Monday, 10 April 2017

Miraculous Mysteries

Today sees the UK publication of Miraculous Mysteries, my collection of classic locked room and impossible crime mysteries for the British Library. I've always had a love of this paradoxical type of puzzle, and this book is dedicated to the memory of Bob Adey, the greatest expert on the subject, who guided me to so many hidden gems prior to his untimely death.

The first locked room detective story, "The Murders in the Rue Morgue" by Poe, was a short story, and I feel that the short form is best suited to the locked room puzzle, because of the necessarily fantastic nature of most of the plots.
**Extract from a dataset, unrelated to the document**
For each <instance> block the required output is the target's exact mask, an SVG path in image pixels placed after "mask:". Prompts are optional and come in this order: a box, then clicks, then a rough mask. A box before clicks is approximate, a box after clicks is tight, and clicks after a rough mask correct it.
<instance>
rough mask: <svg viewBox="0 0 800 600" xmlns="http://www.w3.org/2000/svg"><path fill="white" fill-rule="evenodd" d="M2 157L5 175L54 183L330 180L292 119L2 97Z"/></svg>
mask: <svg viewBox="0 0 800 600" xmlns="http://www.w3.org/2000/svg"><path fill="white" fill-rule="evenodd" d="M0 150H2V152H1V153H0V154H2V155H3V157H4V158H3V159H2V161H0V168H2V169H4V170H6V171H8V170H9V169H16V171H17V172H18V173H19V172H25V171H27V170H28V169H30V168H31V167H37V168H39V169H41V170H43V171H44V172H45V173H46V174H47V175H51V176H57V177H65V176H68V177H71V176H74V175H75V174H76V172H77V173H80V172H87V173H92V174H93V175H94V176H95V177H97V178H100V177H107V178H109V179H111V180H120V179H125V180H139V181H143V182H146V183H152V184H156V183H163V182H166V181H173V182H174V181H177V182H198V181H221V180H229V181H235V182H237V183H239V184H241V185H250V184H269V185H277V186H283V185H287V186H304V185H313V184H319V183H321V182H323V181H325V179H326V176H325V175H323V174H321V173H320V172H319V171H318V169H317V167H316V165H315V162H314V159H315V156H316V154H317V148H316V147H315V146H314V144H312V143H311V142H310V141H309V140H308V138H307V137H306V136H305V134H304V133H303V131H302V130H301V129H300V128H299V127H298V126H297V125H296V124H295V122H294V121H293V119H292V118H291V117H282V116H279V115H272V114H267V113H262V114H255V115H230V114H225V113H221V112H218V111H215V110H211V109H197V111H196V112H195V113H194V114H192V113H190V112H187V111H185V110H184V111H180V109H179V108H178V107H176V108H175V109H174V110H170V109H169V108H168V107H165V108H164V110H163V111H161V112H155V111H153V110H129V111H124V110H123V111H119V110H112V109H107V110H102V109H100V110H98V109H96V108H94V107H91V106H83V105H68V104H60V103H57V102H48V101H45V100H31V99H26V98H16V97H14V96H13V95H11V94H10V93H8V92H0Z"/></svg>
Of course, there are some fine novels featuring impossible crimes, and John Dickson Carr wrote a bunch of them. But I see these mostly as exceptions to the general rule.

As ever, I've tried to include a range of familiar and unfamiliar authors. We all know Conan Doyle, but Grenville Robbins is long forgotten. And so too is Marten Cumberland, even though he had a long and relatively successful career. I'm very pleased too that I've been able to include a little known story by Christopher St John Sprigg that I found highly enjoyable.

I'm delighted by the initial reaction to the book, including this splendid review. It would please me enormously if this book were to sell well, since there are plenty of good classic impossible crime stories around, and I'd love to put together a follow-up volume. But that lies far in the future. Right now, I'm celebrating this book, and I hope that it provides thousands of readers with plenty of entertainment.